Digital Solutions for Increasing Access to STEM Education

September 25th, 2023 | Blogs

Science, technology, engineering, and math (STEM) education equips young people with crucial skills and builds future leaders and problem solvers. To improve access to STEM education around the world, experts are using existing and new tech and non-tech solutions.

World Education staff joined these experts at the first global STEM education event, the mEducation Alliance Symposium, held September 11 – 14 We shared our learned experiences in implementing EdTech and STEM education programs in the US, the Caribbean, Sub Saharan Africa, and the Middle East.

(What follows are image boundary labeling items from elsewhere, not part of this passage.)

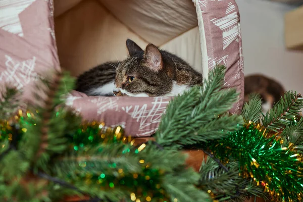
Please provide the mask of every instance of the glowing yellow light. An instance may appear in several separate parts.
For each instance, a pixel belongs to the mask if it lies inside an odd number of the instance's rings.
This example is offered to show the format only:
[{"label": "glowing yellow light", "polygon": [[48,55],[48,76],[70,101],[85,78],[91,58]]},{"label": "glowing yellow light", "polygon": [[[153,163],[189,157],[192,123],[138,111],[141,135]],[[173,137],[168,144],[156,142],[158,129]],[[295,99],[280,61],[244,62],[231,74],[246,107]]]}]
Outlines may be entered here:
[{"label": "glowing yellow light", "polygon": [[135,194],[135,193],[132,193],[130,194],[130,199],[133,201],[136,200],[136,194]]},{"label": "glowing yellow light", "polygon": [[138,147],[138,150],[139,152],[141,152],[141,150],[144,148],[145,146],[146,146],[146,145],[145,144],[143,143],[141,144],[141,145],[140,145],[140,146]]},{"label": "glowing yellow light", "polygon": [[120,126],[117,127],[117,129],[116,129],[116,132],[115,132],[115,134],[118,135],[118,133],[120,132],[120,130],[121,130],[121,127]]}]

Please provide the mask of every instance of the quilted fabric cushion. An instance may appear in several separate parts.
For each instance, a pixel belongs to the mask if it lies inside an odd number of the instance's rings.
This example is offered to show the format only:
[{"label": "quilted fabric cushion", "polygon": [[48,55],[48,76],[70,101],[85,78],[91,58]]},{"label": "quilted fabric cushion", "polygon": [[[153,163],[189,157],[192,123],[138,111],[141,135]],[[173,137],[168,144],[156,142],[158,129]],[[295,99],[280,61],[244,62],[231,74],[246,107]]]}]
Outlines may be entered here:
[{"label": "quilted fabric cushion", "polygon": [[[181,1],[181,0],[180,0]],[[183,0],[182,0],[183,1]],[[215,64],[227,67],[225,87],[240,93],[232,113],[243,104],[244,78],[239,15],[234,0],[193,0],[199,31],[204,77]],[[10,83],[32,99],[33,82],[60,70],[54,29],[53,0],[0,1],[0,84]],[[171,97],[88,97],[67,99],[88,120],[122,125],[127,134],[148,136],[157,129]]]}]

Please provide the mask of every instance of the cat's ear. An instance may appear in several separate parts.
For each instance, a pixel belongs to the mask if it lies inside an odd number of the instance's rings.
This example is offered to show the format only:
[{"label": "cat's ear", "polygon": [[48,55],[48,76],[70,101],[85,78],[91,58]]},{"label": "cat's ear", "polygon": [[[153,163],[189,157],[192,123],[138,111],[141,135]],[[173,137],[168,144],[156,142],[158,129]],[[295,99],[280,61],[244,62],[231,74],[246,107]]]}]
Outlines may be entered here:
[{"label": "cat's ear", "polygon": [[138,52],[143,52],[142,48],[137,43],[129,39],[126,40],[126,47],[129,56],[133,56]]},{"label": "cat's ear", "polygon": [[146,46],[144,60],[145,65],[154,71],[158,72],[163,68],[162,55],[159,49],[152,44]]}]

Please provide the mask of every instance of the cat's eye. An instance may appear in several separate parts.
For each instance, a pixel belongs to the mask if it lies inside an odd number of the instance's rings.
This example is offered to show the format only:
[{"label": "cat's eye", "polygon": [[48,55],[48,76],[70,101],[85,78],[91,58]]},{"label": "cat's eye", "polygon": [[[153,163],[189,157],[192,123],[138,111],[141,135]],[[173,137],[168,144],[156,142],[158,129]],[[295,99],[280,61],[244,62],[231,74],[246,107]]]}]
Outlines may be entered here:
[{"label": "cat's eye", "polygon": [[131,82],[132,82],[133,81],[133,80],[134,80],[135,79],[135,78],[136,78],[136,77],[135,77],[134,76],[129,76],[128,77],[128,82],[129,83],[130,83]]}]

Our experts explored how online learning platforms and mobile apps can improve English language skills of students and teachers, and why both students and teachers should be included in education program design and learning resource creation. “Look at existing, free learning management systems (e.g., Google Classroom) to develop your digital continuous professional development model,” said Willem van de Waal, senior technical advisor at World Education. This way, sustainability and accessibility are furthered compared to developing new platforms that are costly to adopt.

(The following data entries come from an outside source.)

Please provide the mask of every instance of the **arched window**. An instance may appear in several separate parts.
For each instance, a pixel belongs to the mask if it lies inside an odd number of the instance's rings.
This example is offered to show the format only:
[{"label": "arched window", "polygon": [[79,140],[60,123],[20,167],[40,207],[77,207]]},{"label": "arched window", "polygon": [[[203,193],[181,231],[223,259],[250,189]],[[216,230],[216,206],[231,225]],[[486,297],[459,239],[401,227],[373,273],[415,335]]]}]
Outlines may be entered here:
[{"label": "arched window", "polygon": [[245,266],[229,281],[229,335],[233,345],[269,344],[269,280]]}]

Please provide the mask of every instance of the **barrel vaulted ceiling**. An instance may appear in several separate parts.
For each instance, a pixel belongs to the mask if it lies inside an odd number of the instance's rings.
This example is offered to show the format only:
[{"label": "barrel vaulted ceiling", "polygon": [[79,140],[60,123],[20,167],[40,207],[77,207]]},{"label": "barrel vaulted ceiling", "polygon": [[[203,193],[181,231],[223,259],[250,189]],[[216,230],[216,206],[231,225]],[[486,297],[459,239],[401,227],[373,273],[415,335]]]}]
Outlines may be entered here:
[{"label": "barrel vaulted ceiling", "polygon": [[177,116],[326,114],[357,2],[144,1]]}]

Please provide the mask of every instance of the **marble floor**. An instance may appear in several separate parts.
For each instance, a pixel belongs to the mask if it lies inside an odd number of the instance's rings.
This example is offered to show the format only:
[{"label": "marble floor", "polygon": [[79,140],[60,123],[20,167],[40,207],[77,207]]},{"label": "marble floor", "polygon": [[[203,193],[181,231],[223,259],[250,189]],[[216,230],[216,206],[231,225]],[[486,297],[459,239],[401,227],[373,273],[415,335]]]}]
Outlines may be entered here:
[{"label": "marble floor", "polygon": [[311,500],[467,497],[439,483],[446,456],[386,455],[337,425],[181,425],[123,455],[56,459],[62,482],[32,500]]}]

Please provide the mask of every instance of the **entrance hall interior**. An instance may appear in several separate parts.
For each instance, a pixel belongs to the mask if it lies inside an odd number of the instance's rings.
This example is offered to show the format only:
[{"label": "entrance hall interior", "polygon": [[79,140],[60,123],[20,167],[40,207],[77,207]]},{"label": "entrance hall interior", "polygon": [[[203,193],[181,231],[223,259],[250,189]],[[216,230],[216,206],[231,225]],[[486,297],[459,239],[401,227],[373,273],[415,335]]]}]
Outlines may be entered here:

World Education is also increasing awareness and strategic use of open education resources (OER) to make learning more accessible through our CrowdEd Learning initiative. “Just having open content available is not enough,” explained Jeff Goumas, senior technical advisor at World Education. “Meaningful, sustained use of OER requires a comprehensive strategy with clear standards and frameworks to align resources.” Well-organized platforms designed to host them and adequate training for teachers should then follow.

And while technology can help learning, “the meaningful integration of technology in the teaching and learning process is still an experimental activity in some educational landscapes,” says Gilda Marcion, technical advisor at World Education. It’s important to consider digital skill levels and learning needs to ensure the technology is appropriate. The Saint Lucia ConnectEd Activity, for example, is discovering best practices through youth-led research studies that allow youth to build skills while guiding the direction of EdTech interventions.

In connecting with other Symposium attendees, we identified opportunities to apply our tech and non-tech approaches to increase STEM education access and leverage existing and emerging digital tools to fill resource gaps. The event provided countless examples of how STEM education is preparing learners for the future, inspiring curiosity, enhancing workforces, and tackling real-world problems.

“Access to quality STEM education and digital learning resources continues to be a challenge for many,” said Jeff. “It was encouraging to see a wide range of low-and even no-tech solutions shared that can be used to teach foundational digital skills.”